Jon Garland and the San Diego Padres had a mutual option in place for 2011, one that would have seen Garland make $6.75 million next season had it been picked up. Garland, not too surprisingly, declined his side of the option, making him a free agent.

Garland, of course, will hope to capitalize on a season in which he racked up innings (200), won ball games (14), and posted a low ERA (3.47). Garland went a long to reestablishing himself as a legitimate innings-eater, but upon closer inspection he really didn’t improve his performance much at all.

His strikeouts-per-nine did increased nicely to 6.1, but he also posted a higher walk rate and significantly lower BABiP than in previous years. Garland performed well, no doubt, but much of his perceived increase in production can be largely attributed to Petco Park, good defense, and plain old good fortune.

Now, despite that, Garland should fetch a decent enough deal on the market, because he is an established middle-of-the-rotation guy, and that certainly has its value. Plus, as mentioned, he’s coming off what may be looked upon as a sort of breakout year.

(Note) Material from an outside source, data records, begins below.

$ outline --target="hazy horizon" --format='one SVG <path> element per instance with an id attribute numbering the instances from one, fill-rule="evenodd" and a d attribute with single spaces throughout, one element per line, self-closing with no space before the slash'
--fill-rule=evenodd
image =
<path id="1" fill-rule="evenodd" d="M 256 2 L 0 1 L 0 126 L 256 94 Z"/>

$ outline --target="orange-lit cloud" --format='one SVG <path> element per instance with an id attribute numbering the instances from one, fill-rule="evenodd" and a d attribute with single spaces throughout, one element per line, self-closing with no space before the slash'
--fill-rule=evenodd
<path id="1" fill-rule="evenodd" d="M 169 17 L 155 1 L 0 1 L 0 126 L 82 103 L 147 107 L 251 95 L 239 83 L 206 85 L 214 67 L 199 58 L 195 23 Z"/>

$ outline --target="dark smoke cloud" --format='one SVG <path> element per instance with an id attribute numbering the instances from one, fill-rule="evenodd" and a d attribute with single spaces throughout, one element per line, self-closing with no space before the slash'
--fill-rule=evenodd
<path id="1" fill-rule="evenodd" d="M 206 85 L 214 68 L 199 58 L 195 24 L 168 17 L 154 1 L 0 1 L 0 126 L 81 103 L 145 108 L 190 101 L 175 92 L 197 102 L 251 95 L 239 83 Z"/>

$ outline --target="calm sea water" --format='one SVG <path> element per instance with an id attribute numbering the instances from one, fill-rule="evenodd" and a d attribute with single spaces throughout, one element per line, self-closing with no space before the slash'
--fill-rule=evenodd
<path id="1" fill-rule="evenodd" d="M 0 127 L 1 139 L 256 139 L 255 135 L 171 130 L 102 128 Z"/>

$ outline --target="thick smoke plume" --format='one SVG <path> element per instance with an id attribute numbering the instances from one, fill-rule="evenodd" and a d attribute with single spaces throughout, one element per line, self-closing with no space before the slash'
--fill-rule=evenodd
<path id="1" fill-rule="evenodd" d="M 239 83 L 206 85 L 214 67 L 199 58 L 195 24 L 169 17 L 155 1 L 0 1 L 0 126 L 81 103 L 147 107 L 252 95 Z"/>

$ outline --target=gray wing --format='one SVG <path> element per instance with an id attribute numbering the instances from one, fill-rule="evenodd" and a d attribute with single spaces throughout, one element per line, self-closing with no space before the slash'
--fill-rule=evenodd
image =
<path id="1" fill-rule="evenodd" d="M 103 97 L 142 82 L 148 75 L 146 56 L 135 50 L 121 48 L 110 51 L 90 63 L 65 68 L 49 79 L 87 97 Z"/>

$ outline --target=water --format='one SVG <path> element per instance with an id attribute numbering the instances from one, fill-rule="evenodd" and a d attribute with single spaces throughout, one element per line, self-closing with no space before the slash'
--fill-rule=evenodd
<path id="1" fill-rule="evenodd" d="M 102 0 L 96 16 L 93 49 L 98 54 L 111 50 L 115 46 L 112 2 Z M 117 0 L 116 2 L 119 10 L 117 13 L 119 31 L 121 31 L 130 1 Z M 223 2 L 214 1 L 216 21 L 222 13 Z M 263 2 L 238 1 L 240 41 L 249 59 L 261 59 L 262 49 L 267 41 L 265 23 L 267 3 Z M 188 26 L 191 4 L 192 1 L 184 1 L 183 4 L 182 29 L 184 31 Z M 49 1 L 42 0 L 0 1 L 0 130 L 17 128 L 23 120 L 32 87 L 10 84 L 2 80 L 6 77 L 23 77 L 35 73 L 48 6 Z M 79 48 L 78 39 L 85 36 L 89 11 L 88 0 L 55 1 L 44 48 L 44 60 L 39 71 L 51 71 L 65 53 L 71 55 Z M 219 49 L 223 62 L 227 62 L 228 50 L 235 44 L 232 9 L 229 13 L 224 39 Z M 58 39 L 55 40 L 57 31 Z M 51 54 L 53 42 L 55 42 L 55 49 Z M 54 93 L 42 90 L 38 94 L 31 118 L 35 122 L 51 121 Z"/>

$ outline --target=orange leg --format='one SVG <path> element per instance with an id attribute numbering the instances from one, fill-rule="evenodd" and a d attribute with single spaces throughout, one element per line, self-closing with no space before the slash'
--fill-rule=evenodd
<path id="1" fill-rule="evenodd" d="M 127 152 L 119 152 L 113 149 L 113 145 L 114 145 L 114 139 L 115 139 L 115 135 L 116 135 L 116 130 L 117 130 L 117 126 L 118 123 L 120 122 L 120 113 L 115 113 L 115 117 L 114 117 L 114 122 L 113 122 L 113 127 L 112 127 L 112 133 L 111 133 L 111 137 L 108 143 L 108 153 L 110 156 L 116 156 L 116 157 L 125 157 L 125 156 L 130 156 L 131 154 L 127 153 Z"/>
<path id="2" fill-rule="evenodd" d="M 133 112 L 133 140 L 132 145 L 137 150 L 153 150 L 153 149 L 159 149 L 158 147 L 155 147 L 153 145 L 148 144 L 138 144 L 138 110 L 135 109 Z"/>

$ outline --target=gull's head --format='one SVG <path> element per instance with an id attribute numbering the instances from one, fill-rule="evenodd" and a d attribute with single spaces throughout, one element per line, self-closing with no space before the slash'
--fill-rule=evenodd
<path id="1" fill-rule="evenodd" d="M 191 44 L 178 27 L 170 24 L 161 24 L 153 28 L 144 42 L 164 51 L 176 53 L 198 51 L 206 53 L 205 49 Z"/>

Let’s say, just for argument’s sake, that Garland can rake in a three year, $24 million deal, giving him added security (and more per year) over the one year option that was on the table with the Padres. On the other hand, Garland could have accepted the $6.75M figure and pitched another year in pitcher-friendly Petco Park and possibly increased his value even more come offseason 2012.

Frankly, if I were Garland, I’d rather have ~$7M in 2011 and, say, $24M from 2012 through 2014 than $24M for the next three seasons and who knows what come 2014 (after, in all likelihood, Garland’s performance has declined to a point where he won’t garner much attention on the market).

Of course, that route is slightly more risky, because if he falls apart and/or gets injured next year, he may never get that lucrative free agent deal. Still, considering his past durability and performance, I think his choice to decline the option will hurt him monetarily.